Anschlagspläne Bewährungsstrafen für Münchner Neonazis

Fünf Rechtsextremisten um den Neonazi Martin Wiese sind heute wegen eines geplanten Bombenanschlags auf das neue Münchner Jüdische Zentrum verurteilt worden. Das Gericht verhängte gegen die Angeklagten der "Kameradschaft Süd" Bewährungsstrafen zwischen einem Jahr und vier Monaten sowie einem Jahr und zehn Monaten.


München - Das Urteil wurde heute vom Bayerischen Obersten Landesgericht nach sechsmonatigem Prozess in München verkündet. Die drei Frauen und zwei Männer im Alter von 18 bis 38 Jahren haben sich nach Überzeugung des Gerichts der Mitgliedschaft in einer terroristischen Vereinigung beziehungsweise deren Unterstützung schuldig gemacht. Einer der Angeklagten wurde wegen illegaler Beschaffung von Sprengstoff und Waffenbesitzes verurteilt.

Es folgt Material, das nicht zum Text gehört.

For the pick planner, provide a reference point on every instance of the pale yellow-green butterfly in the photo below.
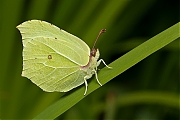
(56, 60)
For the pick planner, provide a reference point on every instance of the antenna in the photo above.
(102, 31)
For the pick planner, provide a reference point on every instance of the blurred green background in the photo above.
(148, 90)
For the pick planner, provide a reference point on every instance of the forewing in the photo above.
(36, 28)
(46, 66)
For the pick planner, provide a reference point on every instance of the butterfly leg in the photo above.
(101, 60)
(97, 77)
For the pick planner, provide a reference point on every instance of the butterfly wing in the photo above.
(48, 68)
(36, 28)
(52, 57)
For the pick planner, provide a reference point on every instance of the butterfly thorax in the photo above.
(92, 64)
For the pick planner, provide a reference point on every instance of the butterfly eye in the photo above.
(93, 52)
(49, 57)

Nach Auffassung der Bundesanwaltschaft gehörten vier von ihnen dem inneren Führungszirkel der von Wiese geleiteten "Kameradschaft Süd" an, der fünfte Angeklagte aus Brandenburg unterstützte die Gruppe. Ziel des inneren Zirkels war laut Bundesanwaltschaft ein Regime nach nationalsozialistischem Vorbild. Die so genannte Schutzgruppe operierte konspirativ mit Decknamen und Codes. Der Angeklagte Andreas J. wurde wegen illegaler Beschaffung von Sprengstoff und Waffenbesitzes verurteilt.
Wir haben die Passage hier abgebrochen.